Mutations

RustMizan pairs the dataset with an extensible mutation framework. Every mutation is semantically preserving: it changes code syntax without altering program behavior, so the underlying vulnerability is intact but its surface form differs.

Mutations serve two purposes. Contamination mutations break token-level memorization to test whether a model recalls a benchmark rather than reasoning about it. Robustness mutations inject misleading cues to test whether a model resists surface-level deception.

For the before/after form of each mutation, see Mutation specification. For the underlying Rust AST tool, see mizan-mut.

Categories

Mutations are grouped into three categories, which map to the dataset variants used on the Leaderboard.

Contamination (benign)

Strip or rewrite surface syntax so memorized snippets no longer match.

MutationDescription
remove-commentsRemove all Rust comments
format-compactApply compact rustfmt formatting
format-expandedApply expanded rustfmt formatting
mizan-mut-for-to-whileConvert for loops to while loops
mizan-mut-while-to-loopConvert while loops to loop blocks with breaks
mizan-mut-if-else-reorderReorder if-else branches by negating conditions
benign-commentsInsert neutral comments around vulnerable lines
benign-blocksInsert neutral code blocks around vulnerable lines
benign-rename-fnRename functions to neutral names (e.g. fn_1_abc123)
benign-rename-varRename variables to neutral names (e.g. var_1_xyz789)

Robustness (malignant)

Inject adversarial cues that falsely suggest the code is safe.

MutationDescription
malignant-commentsInsert comments falsely suggesting the code is safe
malignant-blocksInsert code blocks falsely suggesting safety
malignant-rename-fnRename functions to safety-implying names (e.g. safe_fn_1)
malignant-rename-varRename variables to safety-implying names (e.g. secure_var_1)

Rust-specific

Structural transformations that leverage Rust syntax, implemented as AST transformations in mizan-mut.

MutationDescription
derive-reorderReorder traits in #[derive(...)] attributes
trait-bound-reorderReorder trait bounds in where clauses
use-reorderReorder items in use statements
arithmetic-identityWrap integer literals with a multiplication identity (N * 1)
explicit-whereAdd an explicit where clause to a signature
explicit-where-to-type-paramsMove simple type bounds from a where clause into the type parameters
rename-lifetimeRename lifetime parameters consistently
impl-trait-to-genericConvert impl Trait bounds into generic parameters
option-wrapWrap expressions in a redundant Some(...).unwrap()
maybeuninit-wrapRound-trip a value through MaybeUninit<T>
manuallydrop-wrapWrap an owned variable in ManuallyDrop, then unwrap it
explicit-returnConvert implicit returns to explicit return statements
unreachable-panicGuard a function body with an unreachable panic!() arm
repeated-shadowingAdd redundant repeated shadows for let bindings

See the specification for before/after examples.

Mutations prefixed with mizan-mut- and all rename mutations call the mizan-mut binary, which must be installed and on your PATH.

The pipeline

For each sample, the framework backs up the original, applies the mutation, then validates that the result still compiles and that the ground truth is preserved.
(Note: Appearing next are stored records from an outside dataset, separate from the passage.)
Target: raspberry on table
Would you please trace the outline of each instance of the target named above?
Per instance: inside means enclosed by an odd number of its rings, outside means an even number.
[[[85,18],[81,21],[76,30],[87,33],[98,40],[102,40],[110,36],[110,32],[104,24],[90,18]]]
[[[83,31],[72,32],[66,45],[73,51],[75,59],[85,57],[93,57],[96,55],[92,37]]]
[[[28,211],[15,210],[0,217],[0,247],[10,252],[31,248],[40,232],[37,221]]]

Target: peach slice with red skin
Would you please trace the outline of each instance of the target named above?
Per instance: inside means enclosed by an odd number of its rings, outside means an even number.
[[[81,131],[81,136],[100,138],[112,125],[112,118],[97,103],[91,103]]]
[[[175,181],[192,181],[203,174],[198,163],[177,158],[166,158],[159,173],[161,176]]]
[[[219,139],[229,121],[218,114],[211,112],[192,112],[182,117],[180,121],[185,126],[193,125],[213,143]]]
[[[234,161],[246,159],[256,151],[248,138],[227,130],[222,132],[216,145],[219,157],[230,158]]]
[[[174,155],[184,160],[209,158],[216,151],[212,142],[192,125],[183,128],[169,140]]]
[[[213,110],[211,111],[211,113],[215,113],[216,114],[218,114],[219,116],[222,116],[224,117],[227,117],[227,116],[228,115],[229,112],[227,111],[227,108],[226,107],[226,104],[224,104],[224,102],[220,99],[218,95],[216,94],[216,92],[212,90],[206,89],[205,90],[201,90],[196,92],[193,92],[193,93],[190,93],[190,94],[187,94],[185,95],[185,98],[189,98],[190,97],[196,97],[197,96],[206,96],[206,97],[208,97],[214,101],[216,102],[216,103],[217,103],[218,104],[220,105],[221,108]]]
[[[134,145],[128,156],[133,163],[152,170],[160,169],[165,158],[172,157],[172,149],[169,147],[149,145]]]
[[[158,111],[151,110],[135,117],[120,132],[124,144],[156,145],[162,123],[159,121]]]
If any step fails, it rolls back to the backup. Successful mutations are saved; the rest are logged.

Mutation pipeline

Ground-truth tracking

Mutations change the ground truth: renaming a function invalidates annotations that reference it by name, and inserting code shifts line numbers. The framework keeps annotations accurate with three mechanisms.
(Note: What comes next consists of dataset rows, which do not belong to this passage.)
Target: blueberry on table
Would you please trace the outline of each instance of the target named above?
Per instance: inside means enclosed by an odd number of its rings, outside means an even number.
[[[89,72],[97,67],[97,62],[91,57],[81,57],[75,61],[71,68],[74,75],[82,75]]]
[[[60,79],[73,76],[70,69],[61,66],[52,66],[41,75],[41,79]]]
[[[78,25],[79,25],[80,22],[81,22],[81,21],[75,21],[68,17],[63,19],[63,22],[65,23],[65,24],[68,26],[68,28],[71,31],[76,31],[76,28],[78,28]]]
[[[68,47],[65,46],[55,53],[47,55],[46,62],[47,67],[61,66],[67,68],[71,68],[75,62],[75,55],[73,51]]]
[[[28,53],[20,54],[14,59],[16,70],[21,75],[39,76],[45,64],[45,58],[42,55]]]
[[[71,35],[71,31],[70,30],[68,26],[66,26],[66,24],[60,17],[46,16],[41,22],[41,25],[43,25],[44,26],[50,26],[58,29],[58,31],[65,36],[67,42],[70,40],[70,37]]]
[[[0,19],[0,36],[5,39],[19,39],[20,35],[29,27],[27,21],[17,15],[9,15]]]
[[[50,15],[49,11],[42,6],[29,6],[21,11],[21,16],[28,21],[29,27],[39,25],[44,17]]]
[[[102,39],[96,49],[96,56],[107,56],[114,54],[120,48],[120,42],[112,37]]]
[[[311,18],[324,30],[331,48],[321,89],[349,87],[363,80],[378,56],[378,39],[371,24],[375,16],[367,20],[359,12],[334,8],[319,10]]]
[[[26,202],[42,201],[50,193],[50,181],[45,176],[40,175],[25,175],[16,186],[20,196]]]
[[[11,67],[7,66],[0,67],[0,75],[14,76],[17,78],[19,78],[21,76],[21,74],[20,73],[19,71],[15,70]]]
  • Marker tracking. For most mutations, a unique comment marker (e.g. // MIZAN_MARKER_vuln0001) is inserted before each vulnerable line. After the mutation, the marker's new position gives the corrected line number, and the marker is removed.
  • Content-based tracking. AST-based mizan-mut-* mutations remove all comments (including markers) when they parse and regenerate the code, so vulnerable lines are tracked by their content instead. If a line appears multiple times or cannot be found after mutation, that file is excluded and the mutation is re-applied. Such cases are recorded as partial_mutations.
  • Rename tracking. Rename mutations legitimately change line content, so the validator allows content differences for them.

Ground-truth tracking

Output files

  • Updated mizan.json with corrected vulnerable line numbers.
  • mizan_mutations.json logging mutations_applied, skipped (mutations or samples that were skipped), and partial_mutations.

A "successful" mutation means the process completed without error, not that code necessarily changed. Applying for-to-while to code with no for loops succeeds without making changes.

Ordering caveats

Mutations are applied in the order you list them. Be deliberate:

  • Don't run for-to-while then while-to-loop unless you intend to turn for loops into loop blocks.
  • Don't run benign-comments then remove-comments; the inserted comments will be stripped.

To add a new mutation, see Add a mutation.